How do you know when you’re doing a good job? Completing what is asked of you? Exceeding personal and organizational goals?
An effective performance management system provides a clear process, a set of steps that outline how employees can improve performance through personal development, self-awareness of strengths and weaknesses, and actions needed to achieve their goals.
The system should not be seen as an exhausting process, rather an opportunity to create a feedback-rich culture that motivates employees to do their best.
What is Performance Management?
Performance management, not to be confused with performance reviews, is a process that involves creating a work environment that incorporates goal setting, assessments and recognition, with coaching heavily offered throughout the process.
While execution varies according to company needs, structure and culture, a performance management system contains three primary phases.
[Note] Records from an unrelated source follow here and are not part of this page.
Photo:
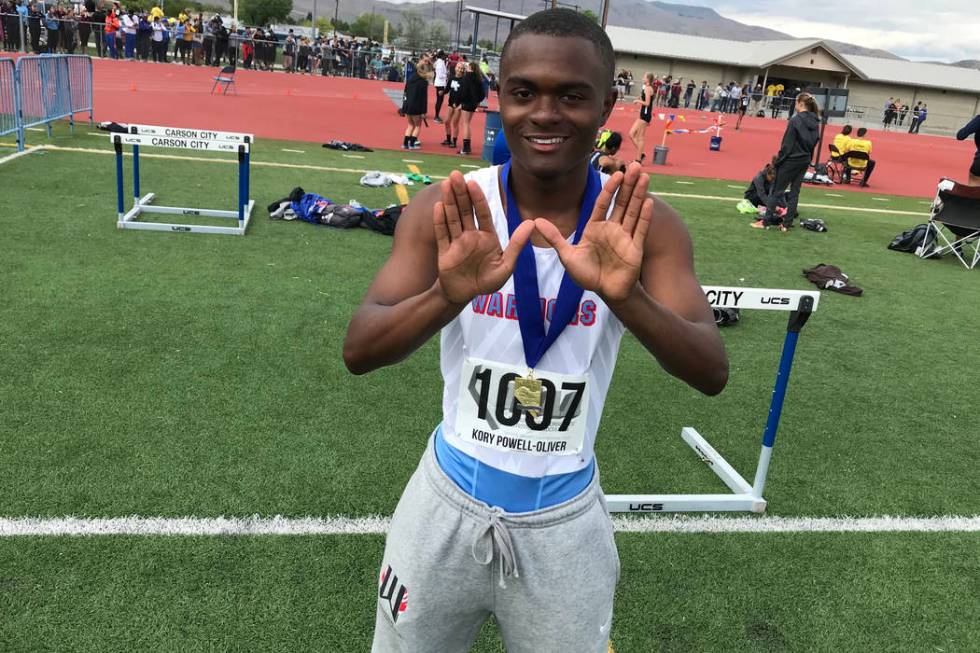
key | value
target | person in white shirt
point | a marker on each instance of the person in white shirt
(159, 49)
(129, 24)
(441, 79)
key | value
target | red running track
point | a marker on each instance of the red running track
(317, 109)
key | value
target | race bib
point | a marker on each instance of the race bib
(488, 415)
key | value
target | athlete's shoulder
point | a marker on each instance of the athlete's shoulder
(484, 176)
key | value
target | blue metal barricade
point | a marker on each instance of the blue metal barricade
(8, 101)
(52, 87)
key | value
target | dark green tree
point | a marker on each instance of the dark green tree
(414, 30)
(263, 12)
(370, 25)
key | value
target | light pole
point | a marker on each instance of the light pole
(496, 29)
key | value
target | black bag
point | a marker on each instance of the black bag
(912, 239)
(726, 316)
(383, 221)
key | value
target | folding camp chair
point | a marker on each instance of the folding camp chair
(957, 208)
(226, 78)
(850, 172)
(835, 166)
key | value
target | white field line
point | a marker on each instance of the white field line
(803, 204)
(299, 166)
(16, 155)
(377, 525)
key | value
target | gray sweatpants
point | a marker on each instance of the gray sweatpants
(547, 576)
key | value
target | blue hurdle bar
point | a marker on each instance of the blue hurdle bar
(796, 321)
(120, 202)
(136, 173)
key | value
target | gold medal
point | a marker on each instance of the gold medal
(527, 392)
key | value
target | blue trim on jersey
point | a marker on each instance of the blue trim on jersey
(510, 492)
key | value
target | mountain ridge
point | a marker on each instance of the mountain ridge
(654, 15)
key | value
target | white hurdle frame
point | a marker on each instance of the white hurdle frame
(743, 497)
(180, 138)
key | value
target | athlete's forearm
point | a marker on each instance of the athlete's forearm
(691, 351)
(380, 335)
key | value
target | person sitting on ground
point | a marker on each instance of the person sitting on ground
(603, 157)
(842, 141)
(762, 187)
(859, 144)
(972, 127)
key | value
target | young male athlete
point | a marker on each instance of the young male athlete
(531, 271)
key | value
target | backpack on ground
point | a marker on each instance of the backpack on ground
(383, 221)
(911, 240)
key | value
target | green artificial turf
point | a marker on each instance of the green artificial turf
(787, 592)
(167, 374)
(156, 373)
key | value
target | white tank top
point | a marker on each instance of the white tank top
(487, 330)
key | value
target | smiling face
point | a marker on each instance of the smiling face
(554, 95)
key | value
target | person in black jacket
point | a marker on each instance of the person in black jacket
(972, 127)
(471, 95)
(762, 187)
(415, 103)
(792, 161)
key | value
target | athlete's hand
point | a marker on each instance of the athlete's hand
(471, 261)
(608, 257)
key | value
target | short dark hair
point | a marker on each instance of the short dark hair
(566, 23)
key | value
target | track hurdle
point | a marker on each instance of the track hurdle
(743, 497)
(188, 139)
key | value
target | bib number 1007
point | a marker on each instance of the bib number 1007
(506, 411)
(489, 415)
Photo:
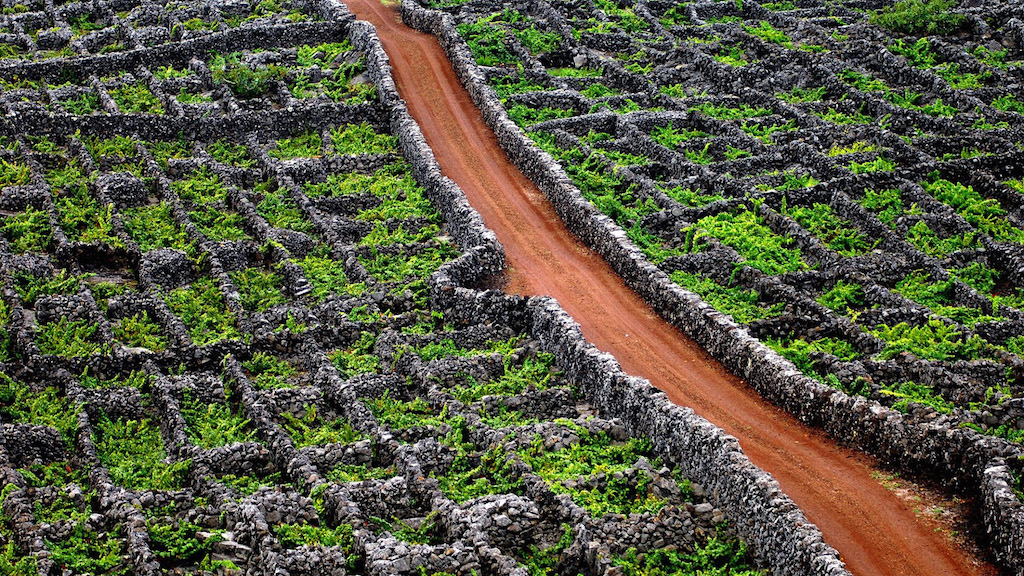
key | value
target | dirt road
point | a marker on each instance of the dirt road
(877, 532)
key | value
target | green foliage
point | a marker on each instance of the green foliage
(732, 55)
(313, 429)
(84, 219)
(396, 414)
(140, 331)
(18, 404)
(843, 297)
(259, 290)
(919, 286)
(218, 224)
(136, 98)
(202, 187)
(31, 287)
(83, 105)
(358, 359)
(154, 227)
(487, 42)
(880, 164)
(269, 372)
(230, 153)
(688, 197)
(508, 85)
(70, 338)
(403, 266)
(523, 115)
(136, 379)
(357, 472)
(326, 276)
(28, 231)
(764, 132)
(491, 472)
(361, 138)
(768, 33)
(1009, 103)
(535, 373)
(838, 234)
(920, 17)
(85, 551)
(747, 233)
(134, 454)
(905, 393)
(244, 81)
(719, 557)
(799, 351)
(798, 94)
(295, 535)
(538, 41)
(177, 540)
(984, 213)
(213, 424)
(13, 173)
(307, 145)
(201, 307)
(281, 211)
(741, 304)
(544, 563)
(671, 137)
(934, 340)
(726, 112)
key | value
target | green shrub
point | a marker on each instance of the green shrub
(70, 338)
(920, 17)
(134, 454)
(139, 331)
(201, 307)
(313, 429)
(28, 231)
(136, 98)
(213, 424)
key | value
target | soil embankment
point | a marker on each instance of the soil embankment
(877, 531)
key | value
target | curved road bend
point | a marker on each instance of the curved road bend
(877, 532)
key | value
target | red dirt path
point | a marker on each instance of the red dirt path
(876, 532)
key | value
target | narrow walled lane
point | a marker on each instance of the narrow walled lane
(876, 531)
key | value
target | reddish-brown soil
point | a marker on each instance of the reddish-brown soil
(876, 531)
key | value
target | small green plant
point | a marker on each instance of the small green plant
(307, 145)
(471, 477)
(213, 424)
(140, 331)
(28, 231)
(136, 98)
(838, 234)
(154, 227)
(268, 371)
(70, 338)
(134, 454)
(259, 289)
(358, 358)
(312, 429)
(920, 17)
(19, 404)
(361, 138)
(201, 307)
(718, 556)
(246, 82)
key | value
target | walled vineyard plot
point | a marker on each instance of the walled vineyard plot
(220, 353)
(848, 195)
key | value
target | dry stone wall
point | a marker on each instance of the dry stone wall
(607, 107)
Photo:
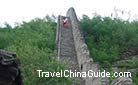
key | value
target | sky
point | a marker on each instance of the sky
(16, 11)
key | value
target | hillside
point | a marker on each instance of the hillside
(34, 43)
(112, 42)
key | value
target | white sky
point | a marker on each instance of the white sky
(12, 11)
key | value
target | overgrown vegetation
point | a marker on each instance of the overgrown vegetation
(110, 40)
(34, 43)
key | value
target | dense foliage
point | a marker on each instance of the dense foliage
(108, 38)
(111, 40)
(34, 43)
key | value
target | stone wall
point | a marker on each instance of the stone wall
(83, 56)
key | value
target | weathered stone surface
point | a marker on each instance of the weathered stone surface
(72, 47)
Each phase has a purpose.
Goal Setting – Employees and managers work together to identify goals, based on job duties and responsibilities, that can usually be achieved within a year or more frequent deadlines as the company permits. Clear expectations should be communicated during goal-setting.
Assessments – Managers provide evaluations, either on an annual basis or more frequently, to go over employee development and performance. Feedback is typically provided by management and coworkers. In some cases, the employee may conduct a self-evaluation.
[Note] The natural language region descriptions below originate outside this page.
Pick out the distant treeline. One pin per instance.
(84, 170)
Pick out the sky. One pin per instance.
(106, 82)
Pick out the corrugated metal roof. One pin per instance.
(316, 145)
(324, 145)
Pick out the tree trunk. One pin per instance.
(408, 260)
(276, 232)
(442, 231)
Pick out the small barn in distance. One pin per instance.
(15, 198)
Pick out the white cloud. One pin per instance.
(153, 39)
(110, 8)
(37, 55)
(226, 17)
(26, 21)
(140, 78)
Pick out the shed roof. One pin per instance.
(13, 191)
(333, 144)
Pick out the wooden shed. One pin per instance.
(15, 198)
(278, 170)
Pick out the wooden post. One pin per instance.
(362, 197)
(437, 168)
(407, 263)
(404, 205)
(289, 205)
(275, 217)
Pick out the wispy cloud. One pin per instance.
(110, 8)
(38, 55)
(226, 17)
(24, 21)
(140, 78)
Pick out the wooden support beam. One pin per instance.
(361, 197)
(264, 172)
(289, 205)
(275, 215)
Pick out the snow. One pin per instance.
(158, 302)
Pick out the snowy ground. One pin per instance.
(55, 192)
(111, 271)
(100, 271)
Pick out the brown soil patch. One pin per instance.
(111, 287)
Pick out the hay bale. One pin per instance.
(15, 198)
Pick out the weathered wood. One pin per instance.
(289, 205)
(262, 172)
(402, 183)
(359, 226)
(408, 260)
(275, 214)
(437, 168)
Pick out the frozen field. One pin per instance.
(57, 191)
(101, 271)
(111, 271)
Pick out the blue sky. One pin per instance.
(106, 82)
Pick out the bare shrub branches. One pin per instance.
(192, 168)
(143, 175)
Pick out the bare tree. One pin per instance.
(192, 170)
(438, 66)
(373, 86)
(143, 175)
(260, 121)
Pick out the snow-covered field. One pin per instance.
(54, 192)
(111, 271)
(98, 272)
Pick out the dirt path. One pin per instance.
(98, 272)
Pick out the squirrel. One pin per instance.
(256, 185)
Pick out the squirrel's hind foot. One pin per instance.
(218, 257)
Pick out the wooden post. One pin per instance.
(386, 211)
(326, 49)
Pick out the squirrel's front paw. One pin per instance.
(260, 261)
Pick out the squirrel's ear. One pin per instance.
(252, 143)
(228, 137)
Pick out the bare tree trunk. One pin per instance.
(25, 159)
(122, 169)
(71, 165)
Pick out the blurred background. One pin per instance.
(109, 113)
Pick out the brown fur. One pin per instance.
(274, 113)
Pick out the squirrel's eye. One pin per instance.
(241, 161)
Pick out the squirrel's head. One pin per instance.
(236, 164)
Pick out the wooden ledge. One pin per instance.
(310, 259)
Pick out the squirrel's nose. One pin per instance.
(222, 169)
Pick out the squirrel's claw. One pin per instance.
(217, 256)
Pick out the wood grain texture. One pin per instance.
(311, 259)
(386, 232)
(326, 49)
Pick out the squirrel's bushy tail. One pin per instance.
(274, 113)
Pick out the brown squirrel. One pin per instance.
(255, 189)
Recognition – Employees should be recognized for accomplishments with incentives and rewards such as promotions or bonuses. This is also a time to discuss areas of improvement and ways management can help the employee improve performance.
When Should It Be Used?
Ultimately performance management is about improving results – whether it’s individual employee performance, team goals, or a combination of both.
Global organizations such as Cisco, GE and Google have implemented performance management systems that focus on team dynamics and how individual employees contribute to their team, according to a 2017 article by Deloitte.
Traditional performance management systems revolved around annual performance reviews, which included ratings or numerical forms of measurement. Today, many organizations are customizing PM systems and incorporating real-time feedback and micro “check-in” sessions that are less formal. The foundation of any system just requires three key phases: the rest can be adjusted according to needs, goals and results.
These best practices provide company leaders with tips to ensure each phase of the process is completed and executed effectively.
5 Best Practices in Performance Management
SMART Goals – Creating focused, clear goals will help ensure all parties understand employee expectations. If your organization does not have a specific process or guidelines for goal-setting, following the steps to create SMART goals can help streamline the process and make sure they are structured accordingly. The acronym SMART stands for Specific, Measurable, Attainable, Relevant and Time-Bound.
Ongoing Feedback – Whether or not your organization conducts annual performance reviews, providing continuous, actionable feedback will ensure employees know exactly how they are doing in real-time. Failing to communicate more frequently could result in increased unawareness of problem areas and lead up to a difficult annual review which could have addressed issues sooner.
Provide Training – Organizations can improve the entire process by providing ongoing training for both employees and managers. Managers can dive deeper into the critical aspects of leadership, including how to give feedback and how to practice active listening when talking to employees. Employees can also benefit from additional training and learn how to better communicate with team members and managers.
Leverage Technology – Many HR technology companies have everything from mobile apps to software platforms that allow you to congratulate colleagues publicly, or request “check-in” sessions with your boss. Using these tools may encourage employees to seek out feedback and constructive criticism faster and more frequently.
Reward Success – From a simple “thank you” in the hallway to extending a promotion, rewarding people for achieving a goal will not only set an example for others to improve overall performance, but it will encourage the person who is recognized to continue the good work.